If you have been following my blog, you know I’ve been dealing with some childhood trauma that’s adversely affecting my present day life.
Thanks to some friends, an amazing life coach, and effective therapy, I believe I’m over the worst of it.
Yesterday’s sessions were eye-opening. I’m not the same person I was all those years ago. I have a different tool set than I had then. I can deal with the base fears that grew out of the trauma in a different way.
This realization changes the way I approach my life.

It’s like I’ve been given a second chance to get things right.
I don’t know how this is going to play out, but I know that I can overcome the fears that hold me back because I see now that I’m different than I used to be. I still have to walk through my fears one at a time, face them and tame them.
However, knowing that things are different means that I know I can do that. Before this week, I hadn’t realized I could even though I had the tools already.
How Is This a Re-birth?
A re-birth is a renewal. I’m renewed in that I no longer have to fear the things I used to fear: confrontation of any kind. There are specific names for the specific type of confrontation I’m talking about, but this is PG, and I don’t need to go into it.
Besides, some things should be left unsaid.
PTSD is a strange mental twist attached to certain issues. Sometimes it springs up and nobody can say why. The individual has to ferret out the causes and address them in order to heal.
I know my causes. I know what I did to cope for so many years. The coping mechanisms in turn, caused their own kind of damage that I now have to fix. Every time I tried to fix it, I reactivated the fears around the original trauma, even though that had been “fixed.”
I don’t know if this makes sense to you, but it does to me. I don’t want to get into too many specifics. This is a general share.
So, now that this new insight has been handed to me, I think I can stare down the fears from the original trauma, and “fix” the damage inflicted by the coping mechanisms.

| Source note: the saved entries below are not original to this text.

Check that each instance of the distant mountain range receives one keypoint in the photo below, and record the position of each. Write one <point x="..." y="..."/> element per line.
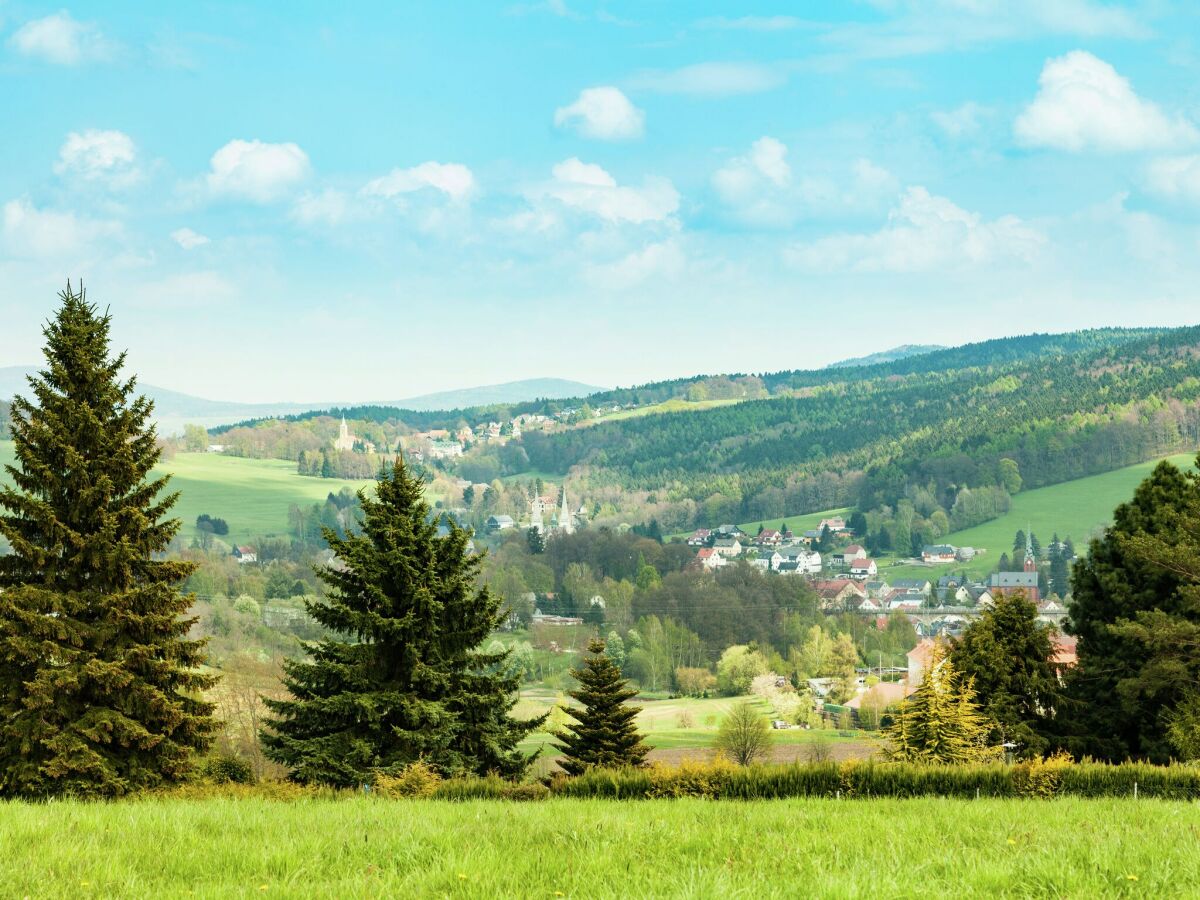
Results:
<point x="174" y="408"/>
<point x="895" y="353"/>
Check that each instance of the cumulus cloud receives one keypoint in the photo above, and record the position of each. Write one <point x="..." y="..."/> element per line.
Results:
<point x="1084" y="103"/>
<point x="1176" y="178"/>
<point x="760" y="187"/>
<point x="924" y="233"/>
<point x="453" y="179"/>
<point x="101" y="156"/>
<point x="603" y="113"/>
<point x="713" y="79"/>
<point x="257" y="171"/>
<point x="589" y="189"/>
<point x="63" y="41"/>
<point x="189" y="239"/>
<point x="40" y="233"/>
<point x="663" y="259"/>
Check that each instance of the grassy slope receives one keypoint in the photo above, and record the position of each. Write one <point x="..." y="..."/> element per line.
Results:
<point x="252" y="495"/>
<point x="1074" y="509"/>
<point x="587" y="849"/>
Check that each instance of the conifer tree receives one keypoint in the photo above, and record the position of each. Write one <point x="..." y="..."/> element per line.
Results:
<point x="604" y="733"/>
<point x="100" y="690"/>
<point x="403" y="679"/>
<point x="941" y="723"/>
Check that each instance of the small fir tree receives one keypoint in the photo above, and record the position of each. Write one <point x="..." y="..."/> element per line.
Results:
<point x="941" y="723"/>
<point x="403" y="678"/>
<point x="100" y="689"/>
<point x="604" y="733"/>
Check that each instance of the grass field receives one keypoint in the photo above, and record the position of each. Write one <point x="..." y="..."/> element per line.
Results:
<point x="364" y="847"/>
<point x="1075" y="509"/>
<point x="251" y="495"/>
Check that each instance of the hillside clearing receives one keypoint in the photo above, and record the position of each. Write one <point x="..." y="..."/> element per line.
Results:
<point x="360" y="846"/>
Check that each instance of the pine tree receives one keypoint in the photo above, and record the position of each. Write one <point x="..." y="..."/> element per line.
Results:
<point x="403" y="678"/>
<point x="941" y="723"/>
<point x="100" y="690"/>
<point x="604" y="733"/>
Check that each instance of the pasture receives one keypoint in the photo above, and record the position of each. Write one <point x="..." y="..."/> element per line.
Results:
<point x="363" y="846"/>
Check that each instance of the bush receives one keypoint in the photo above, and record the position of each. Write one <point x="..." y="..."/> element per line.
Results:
<point x="226" y="768"/>
<point x="417" y="779"/>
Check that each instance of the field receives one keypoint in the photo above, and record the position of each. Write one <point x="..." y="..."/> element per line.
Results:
<point x="360" y="846"/>
<point x="1075" y="509"/>
<point x="251" y="495"/>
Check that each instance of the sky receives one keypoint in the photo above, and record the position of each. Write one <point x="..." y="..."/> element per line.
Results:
<point x="305" y="202"/>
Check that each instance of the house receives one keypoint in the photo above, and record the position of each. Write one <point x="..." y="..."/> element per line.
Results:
<point x="769" y="538"/>
<point x="863" y="569"/>
<point x="837" y="593"/>
<point x="849" y="555"/>
<point x="939" y="553"/>
<point x="808" y="562"/>
<point x="729" y="547"/>
<point x="1008" y="583"/>
<point x="771" y="559"/>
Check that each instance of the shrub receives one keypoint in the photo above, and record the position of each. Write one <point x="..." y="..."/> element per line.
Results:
<point x="226" y="768"/>
<point x="417" y="779"/>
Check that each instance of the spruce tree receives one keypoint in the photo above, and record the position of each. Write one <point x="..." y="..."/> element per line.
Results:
<point x="100" y="690"/>
<point x="604" y="733"/>
<point x="403" y="678"/>
<point x="941" y="723"/>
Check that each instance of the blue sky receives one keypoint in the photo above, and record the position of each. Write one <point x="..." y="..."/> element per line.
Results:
<point x="373" y="201"/>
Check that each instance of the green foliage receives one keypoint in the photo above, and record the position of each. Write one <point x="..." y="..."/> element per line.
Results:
<point x="941" y="723"/>
<point x="403" y="681"/>
<point x="604" y="733"/>
<point x="744" y="735"/>
<point x="100" y="689"/>
<point x="1008" y="657"/>
<point x="1135" y="610"/>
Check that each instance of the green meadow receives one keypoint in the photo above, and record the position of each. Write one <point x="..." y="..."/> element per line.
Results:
<point x="252" y="496"/>
<point x="1075" y="509"/>
<point x="365" y="847"/>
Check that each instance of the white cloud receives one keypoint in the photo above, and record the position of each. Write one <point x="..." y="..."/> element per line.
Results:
<point x="63" y="41"/>
<point x="1176" y="178"/>
<point x="963" y="121"/>
<point x="761" y="190"/>
<point x="751" y="23"/>
<point x="189" y="239"/>
<point x="102" y="156"/>
<point x="257" y="171"/>
<point x="1084" y="103"/>
<point x="39" y="233"/>
<point x="589" y="189"/>
<point x="603" y="113"/>
<point x="713" y="79"/>
<point x="924" y="233"/>
<point x="663" y="259"/>
<point x="453" y="179"/>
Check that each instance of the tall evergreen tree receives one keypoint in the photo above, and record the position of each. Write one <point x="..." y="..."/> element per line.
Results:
<point x="941" y="721"/>
<point x="1138" y="624"/>
<point x="403" y="679"/>
<point x="100" y="689"/>
<point x="604" y="733"/>
<point x="1009" y="657"/>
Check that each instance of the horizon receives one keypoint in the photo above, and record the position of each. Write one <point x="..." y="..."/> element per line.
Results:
<point x="567" y="189"/>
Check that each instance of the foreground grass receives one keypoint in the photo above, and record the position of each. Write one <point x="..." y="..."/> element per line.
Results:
<point x="366" y="847"/>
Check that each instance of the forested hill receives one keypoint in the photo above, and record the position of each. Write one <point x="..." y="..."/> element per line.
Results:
<point x="742" y="385"/>
<point x="1059" y="407"/>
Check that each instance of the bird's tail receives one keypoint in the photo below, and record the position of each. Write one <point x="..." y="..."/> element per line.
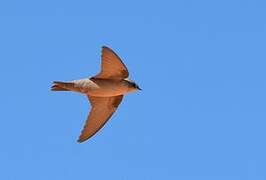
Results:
<point x="62" y="86"/>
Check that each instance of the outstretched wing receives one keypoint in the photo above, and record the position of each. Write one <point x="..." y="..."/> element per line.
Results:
<point x="102" y="109"/>
<point x="112" y="66"/>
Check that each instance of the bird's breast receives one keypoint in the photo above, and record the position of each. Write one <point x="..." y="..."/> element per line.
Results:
<point x="101" y="87"/>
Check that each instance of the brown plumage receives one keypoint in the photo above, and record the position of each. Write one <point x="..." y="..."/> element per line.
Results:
<point x="104" y="91"/>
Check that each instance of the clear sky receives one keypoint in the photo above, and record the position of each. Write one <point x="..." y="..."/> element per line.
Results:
<point x="201" y="114"/>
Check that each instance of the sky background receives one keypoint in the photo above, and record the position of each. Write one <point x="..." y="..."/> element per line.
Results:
<point x="201" y="114"/>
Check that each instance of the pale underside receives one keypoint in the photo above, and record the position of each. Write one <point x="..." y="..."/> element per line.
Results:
<point x="102" y="108"/>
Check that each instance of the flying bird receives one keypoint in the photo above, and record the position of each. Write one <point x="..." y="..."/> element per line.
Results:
<point x="105" y="91"/>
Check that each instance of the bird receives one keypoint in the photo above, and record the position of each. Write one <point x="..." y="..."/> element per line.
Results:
<point x="104" y="91"/>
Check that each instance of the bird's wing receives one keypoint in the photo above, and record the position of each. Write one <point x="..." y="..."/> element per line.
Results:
<point x="102" y="109"/>
<point x="112" y="66"/>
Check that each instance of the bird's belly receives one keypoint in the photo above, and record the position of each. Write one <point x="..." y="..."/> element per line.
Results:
<point x="102" y="88"/>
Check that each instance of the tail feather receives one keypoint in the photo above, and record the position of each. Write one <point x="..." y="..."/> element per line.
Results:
<point x="62" y="86"/>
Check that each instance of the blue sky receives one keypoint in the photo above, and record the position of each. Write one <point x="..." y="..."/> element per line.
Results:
<point x="201" y="114"/>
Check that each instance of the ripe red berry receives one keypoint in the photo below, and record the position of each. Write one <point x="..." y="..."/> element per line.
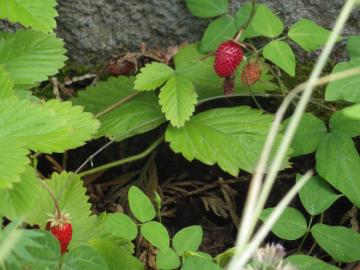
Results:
<point x="250" y="74"/>
<point x="228" y="57"/>
<point x="61" y="228"/>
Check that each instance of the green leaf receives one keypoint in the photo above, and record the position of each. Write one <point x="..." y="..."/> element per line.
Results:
<point x="115" y="257"/>
<point x="280" y="53"/>
<point x="338" y="162"/>
<point x="177" y="99"/>
<point x="304" y="262"/>
<point x="317" y="195"/>
<point x="339" y="242"/>
<point x="290" y="226"/>
<point x="68" y="189"/>
<point x="207" y="8"/>
<point x="347" y="120"/>
<point x="195" y="263"/>
<point x="309" y="134"/>
<point x="136" y="116"/>
<point x="140" y="205"/>
<point x="121" y="225"/>
<point x="231" y="137"/>
<point x="347" y="89"/>
<point x="22" y="198"/>
<point x="156" y="234"/>
<point x="187" y="239"/>
<point x="42" y="251"/>
<point x="353" y="46"/>
<point x="266" y="23"/>
<point x="13" y="161"/>
<point x="153" y="76"/>
<point x="243" y="14"/>
<point x="167" y="259"/>
<point x="219" y="30"/>
<point x="30" y="57"/>
<point x="39" y="14"/>
<point x="6" y="85"/>
<point x="62" y="126"/>
<point x="83" y="257"/>
<point x="308" y="35"/>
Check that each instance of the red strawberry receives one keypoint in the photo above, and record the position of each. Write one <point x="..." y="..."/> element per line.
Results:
<point x="229" y="85"/>
<point x="250" y="74"/>
<point x="228" y="57"/>
<point x="61" y="228"/>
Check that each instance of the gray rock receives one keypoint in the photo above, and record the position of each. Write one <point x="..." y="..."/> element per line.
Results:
<point x="96" y="29"/>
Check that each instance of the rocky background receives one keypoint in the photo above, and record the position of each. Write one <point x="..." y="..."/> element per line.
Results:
<point x="94" y="30"/>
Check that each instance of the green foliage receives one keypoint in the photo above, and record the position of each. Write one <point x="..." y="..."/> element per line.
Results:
<point x="187" y="239"/>
<point x="338" y="162"/>
<point x="308" y="136"/>
<point x="308" y="35"/>
<point x="178" y="99"/>
<point x="156" y="234"/>
<point x="280" y="53"/>
<point x="207" y="8"/>
<point x="29" y="57"/>
<point x="140" y="205"/>
<point x="346" y="89"/>
<point x="353" y="46"/>
<point x="303" y="262"/>
<point x="167" y="259"/>
<point x="233" y="136"/>
<point x="37" y="14"/>
<point x="290" y="226"/>
<point x="317" y="195"/>
<point x="347" y="120"/>
<point x="219" y="30"/>
<point x="339" y="242"/>
<point x="136" y="116"/>
<point x="122" y="226"/>
<point x="266" y="23"/>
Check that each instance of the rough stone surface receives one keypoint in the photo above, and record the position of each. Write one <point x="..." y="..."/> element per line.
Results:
<point x="96" y="29"/>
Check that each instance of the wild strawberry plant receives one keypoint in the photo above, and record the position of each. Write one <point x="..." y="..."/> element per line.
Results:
<point x="227" y="62"/>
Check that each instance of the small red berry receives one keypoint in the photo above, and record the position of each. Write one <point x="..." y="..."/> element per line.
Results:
<point x="228" y="57"/>
<point x="250" y="74"/>
<point x="229" y="85"/>
<point x="61" y="228"/>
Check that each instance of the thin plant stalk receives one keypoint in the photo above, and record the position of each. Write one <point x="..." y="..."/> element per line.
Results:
<point x="240" y="261"/>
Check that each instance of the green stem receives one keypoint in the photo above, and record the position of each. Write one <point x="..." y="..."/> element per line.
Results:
<point x="306" y="234"/>
<point x="124" y="160"/>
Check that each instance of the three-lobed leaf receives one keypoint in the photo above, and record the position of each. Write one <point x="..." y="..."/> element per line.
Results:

Trauma is layers upon layers:
- Original trauma
- Secondary trauma
- These combine to produce PTSD
- Coping mechanism 1
- Coping mechanism 2
- (often) Coping mechanism 3
- These work at first, but eventualy cause their own kind of damage
The healing process resembles this:
- Damage from coping mechanism 1 is addressed
- Efforts succeed in part
- Damage from coping mechanism 2 is addressed
- Efforts fail
- Damage from primary trauma is uncovered
- Primary trauma is addressed
- Secondary trauma is unearthed,
- Healing efforts deferred
- Secondary trauma is unearthed,
- Primary trauma is addressed
- Individual is released to pursue life, a damaged but functioning human being
Healing is again addressed:
- Coping mechanism 3 is addressed
- Efforts succeed
- Coping mechanism 2 is addressed
- efforts fail
- Secondary trauma is again unearthed
- Healing is successful
- Coping mechanism 2 is addressed a third time
- Effort succeeds.
The last healing effort may be delayed indefinitely. It depends on the happiness of the individual and how dedicated they are to getting well.
I’m in the last segment, the second major healing phase. I’m at that place where my “coping mechanism 2” is addressed for the third time.
This journey is not for the faint at heart. I’ve said before that the teachers cannot be penalized for delivering the lessons I signed up for. I still believe that. In fact, I think that has contributed more to my ability to heal than anything else. Ultimate responsibility for my own actions and my responses to all the actions of others that affect me.
So, I re-imagine re-birth as a kind of coming out of the womb of mental illness, fear, pain and escapism.